The first cuts showed that I really, really needed an integrated STOP. The spindle switches are now awkward to reach behind the monitor, and don't stop the steppers, and the stop in LinuxCNC doesn't stop the spindle. Not safe.

So I have added a contactor, a three button start/stop/estop box and a couple of relays wired thus:

The relays are in the control cabinet, and the contactor is in the Shoptask panel along with a terminal block to wire it together. The operating theory is based on the use of the manual buttons which are wired with 110V along with the contactor coil and the auxiliary contacts on the contactor. In this mode a momentary push of the START button energizes the contactor which then latches on.

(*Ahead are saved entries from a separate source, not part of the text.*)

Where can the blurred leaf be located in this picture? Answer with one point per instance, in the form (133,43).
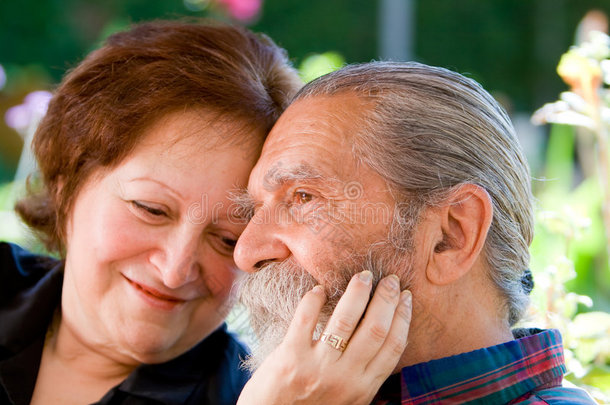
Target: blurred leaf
(318,65)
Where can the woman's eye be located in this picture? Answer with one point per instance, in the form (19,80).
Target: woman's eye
(148,209)
(301,197)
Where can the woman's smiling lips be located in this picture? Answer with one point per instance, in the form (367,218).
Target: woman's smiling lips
(156,298)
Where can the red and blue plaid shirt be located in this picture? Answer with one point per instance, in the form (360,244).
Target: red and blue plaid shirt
(525,371)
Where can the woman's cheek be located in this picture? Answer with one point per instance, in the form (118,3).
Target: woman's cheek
(120,234)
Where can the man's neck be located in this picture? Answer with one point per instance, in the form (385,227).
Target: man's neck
(443,328)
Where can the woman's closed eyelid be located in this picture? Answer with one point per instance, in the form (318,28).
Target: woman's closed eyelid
(149,209)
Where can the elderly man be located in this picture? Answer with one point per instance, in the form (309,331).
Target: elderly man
(413,170)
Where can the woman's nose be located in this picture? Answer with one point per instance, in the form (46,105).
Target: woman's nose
(179,261)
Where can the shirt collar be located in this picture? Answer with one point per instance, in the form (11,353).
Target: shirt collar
(496,374)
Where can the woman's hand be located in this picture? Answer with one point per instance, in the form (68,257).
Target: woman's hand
(304,371)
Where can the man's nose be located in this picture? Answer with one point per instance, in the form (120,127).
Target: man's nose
(179,261)
(259,243)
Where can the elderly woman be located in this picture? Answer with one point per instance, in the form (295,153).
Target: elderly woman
(138,153)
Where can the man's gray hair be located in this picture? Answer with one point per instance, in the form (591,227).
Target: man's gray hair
(432,129)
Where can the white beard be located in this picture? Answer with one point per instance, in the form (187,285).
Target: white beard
(273,293)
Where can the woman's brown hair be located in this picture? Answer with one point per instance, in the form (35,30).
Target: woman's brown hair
(101,108)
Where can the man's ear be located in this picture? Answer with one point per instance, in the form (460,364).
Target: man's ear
(460,227)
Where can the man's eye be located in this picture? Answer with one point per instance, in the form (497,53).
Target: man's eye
(229,243)
(150,210)
(301,197)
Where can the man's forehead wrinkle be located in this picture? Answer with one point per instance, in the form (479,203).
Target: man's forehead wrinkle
(244,203)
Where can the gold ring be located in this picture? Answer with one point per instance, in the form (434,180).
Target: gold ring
(334,341)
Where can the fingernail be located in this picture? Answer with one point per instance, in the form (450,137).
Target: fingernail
(406,298)
(366,276)
(393,282)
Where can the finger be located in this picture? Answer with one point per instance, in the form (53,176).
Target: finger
(303,324)
(350,308)
(396,342)
(375,327)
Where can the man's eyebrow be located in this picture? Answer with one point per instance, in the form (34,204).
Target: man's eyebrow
(278,175)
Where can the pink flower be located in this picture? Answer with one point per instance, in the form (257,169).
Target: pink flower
(243,10)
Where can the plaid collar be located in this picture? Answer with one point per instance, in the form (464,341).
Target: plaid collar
(495,375)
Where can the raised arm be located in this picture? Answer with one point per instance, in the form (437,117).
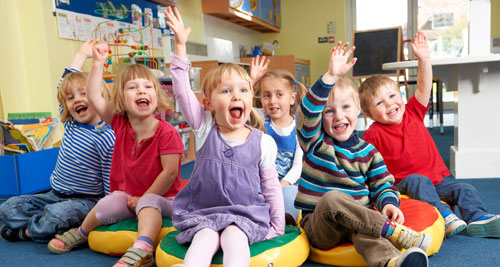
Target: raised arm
(94,84)
(258,68)
(424,77)
(190,106)
(84,53)
(309,117)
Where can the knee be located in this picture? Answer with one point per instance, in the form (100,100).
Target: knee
(332,199)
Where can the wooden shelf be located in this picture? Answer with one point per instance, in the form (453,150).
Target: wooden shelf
(222,10)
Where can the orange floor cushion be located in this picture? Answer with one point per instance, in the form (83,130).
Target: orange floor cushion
(419,216)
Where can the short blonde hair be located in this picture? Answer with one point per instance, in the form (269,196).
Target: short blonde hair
(131,72)
(346,86)
(370,88)
(293,85)
(216,76)
(71,80)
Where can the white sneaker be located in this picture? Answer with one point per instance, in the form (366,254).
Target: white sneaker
(413,257)
(453,225)
(404,237)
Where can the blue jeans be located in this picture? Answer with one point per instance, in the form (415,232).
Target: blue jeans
(462,195)
(289,194)
(44,214)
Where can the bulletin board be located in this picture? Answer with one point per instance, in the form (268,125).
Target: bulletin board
(374,48)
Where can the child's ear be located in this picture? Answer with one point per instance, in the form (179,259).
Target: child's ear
(207,104)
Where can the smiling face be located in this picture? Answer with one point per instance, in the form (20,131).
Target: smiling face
(277,98)
(140,97)
(387,106)
(231,102)
(78,105)
(340,115)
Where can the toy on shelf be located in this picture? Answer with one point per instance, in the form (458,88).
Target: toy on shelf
(127,43)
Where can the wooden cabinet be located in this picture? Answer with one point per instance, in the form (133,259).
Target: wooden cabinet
(259,15)
(298,67)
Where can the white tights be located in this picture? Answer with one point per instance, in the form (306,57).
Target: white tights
(206,242)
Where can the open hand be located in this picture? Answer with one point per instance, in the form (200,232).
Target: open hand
(86,48)
(258,68)
(175,23)
(338,60)
(420,46)
(100,52)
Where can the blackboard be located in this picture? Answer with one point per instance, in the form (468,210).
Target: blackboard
(374,48)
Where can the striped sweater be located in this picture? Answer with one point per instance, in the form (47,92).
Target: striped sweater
(353,166)
(84,160)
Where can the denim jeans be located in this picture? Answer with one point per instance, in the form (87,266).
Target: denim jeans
(289,194)
(462,195)
(44,214)
(338,218)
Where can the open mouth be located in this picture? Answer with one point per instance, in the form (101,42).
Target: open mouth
(236,113)
(340,127)
(80,109)
(142,102)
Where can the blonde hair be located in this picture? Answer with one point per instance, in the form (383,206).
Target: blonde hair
(370,87)
(289,81)
(345,85)
(131,72)
(216,76)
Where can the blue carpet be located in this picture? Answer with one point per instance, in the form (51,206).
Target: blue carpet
(458,251)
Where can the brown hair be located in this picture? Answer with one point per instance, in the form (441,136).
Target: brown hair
(347,86)
(292,84)
(215,77)
(131,72)
(369,89)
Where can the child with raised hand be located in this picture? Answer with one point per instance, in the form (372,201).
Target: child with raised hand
(344,177)
(81,174)
(221,205)
(412,157)
(278,92)
(146,161)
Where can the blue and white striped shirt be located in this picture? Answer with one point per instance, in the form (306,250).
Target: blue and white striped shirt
(84,161)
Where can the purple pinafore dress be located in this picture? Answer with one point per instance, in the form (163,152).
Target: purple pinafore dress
(224,189)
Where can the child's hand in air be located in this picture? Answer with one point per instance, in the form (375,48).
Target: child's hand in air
(258,68)
(100,53)
(175,23)
(338,60)
(420,46)
(132,203)
(394,213)
(86,48)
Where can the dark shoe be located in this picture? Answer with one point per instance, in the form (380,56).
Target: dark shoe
(9,234)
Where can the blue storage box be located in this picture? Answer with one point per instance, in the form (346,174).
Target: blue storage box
(26,173)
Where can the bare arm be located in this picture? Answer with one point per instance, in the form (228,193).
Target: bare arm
(424,77)
(338,63)
(83,54)
(94,84)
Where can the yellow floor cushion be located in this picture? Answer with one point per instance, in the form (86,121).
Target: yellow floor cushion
(290,249)
(419,216)
(116,238)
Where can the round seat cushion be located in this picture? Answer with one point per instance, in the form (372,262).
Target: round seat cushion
(419,216)
(290,249)
(115,239)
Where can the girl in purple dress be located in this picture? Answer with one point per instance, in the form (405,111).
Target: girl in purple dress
(233,198)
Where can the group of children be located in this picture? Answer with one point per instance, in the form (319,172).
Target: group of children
(118,162)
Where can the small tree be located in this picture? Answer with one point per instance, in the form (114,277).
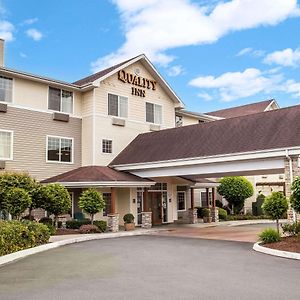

A momentary push of the STOP button breaks the circuit and the contactor unlatches. Likewise with Estop. The two relays mimic the STOP and STOP buttons, the STOPR being in series and the STARTR in parallel. A second switch in the estop goes back to the mesa card and runs at 24V field power. HAL is set to set to energize the relays momentarily when the spindle enables and disables, and will also energize the STOPR relay when the machine is disabled. In this way the estop in LinuxCNC disables the spindle, and the manual estop triggers the LinuxCNC estop. When the machine is enabled but the spindle is disabled, the manual buttons can still start/stop the spindle (without LinuxCNC knowing), likewise when the controller is plugged in but powered down (or LinuxCNC not running). For times when the controller is unplugged I have a DIN socket mounted on the Shoptask cabinet to plug the loose cable in with two pins wired together to simulate the close STOPR relay. Manual use of the machine is thus maintained. The output from the contactor goes to the existing spindle buttons to select spindle and direction.

The HAL code for this is here.

On the Pi power side, I used some more of the 18G 4 core cable to run the 5V up to the Pi and monitor, including an inline switch for Pi bootup. Initially I just used two wires keeping the other two as a spare, but found I was dropping over 0.4V which was bringing up a low voltage warning on the Pi. So now the monitor has its own pair and the drop is only 0.2V, and I have tweaked the power supply up to 5.2V. The Mesa card spec says it is good to 5.5V so no worries there.

A weird issue with Pi power and cheap USB hubs prevented the Pi from booting, but I swapped out the hub with a different one to solve that.

Low voltage communications are now handled with DB15 breakout. So far this has the estop and spindle pulse encoders running through it. It is wired ready for the lathe quadrature encoder and coolant solenoid. Much fun was had having my new CNC mill make a DB15 hole in the plastic box.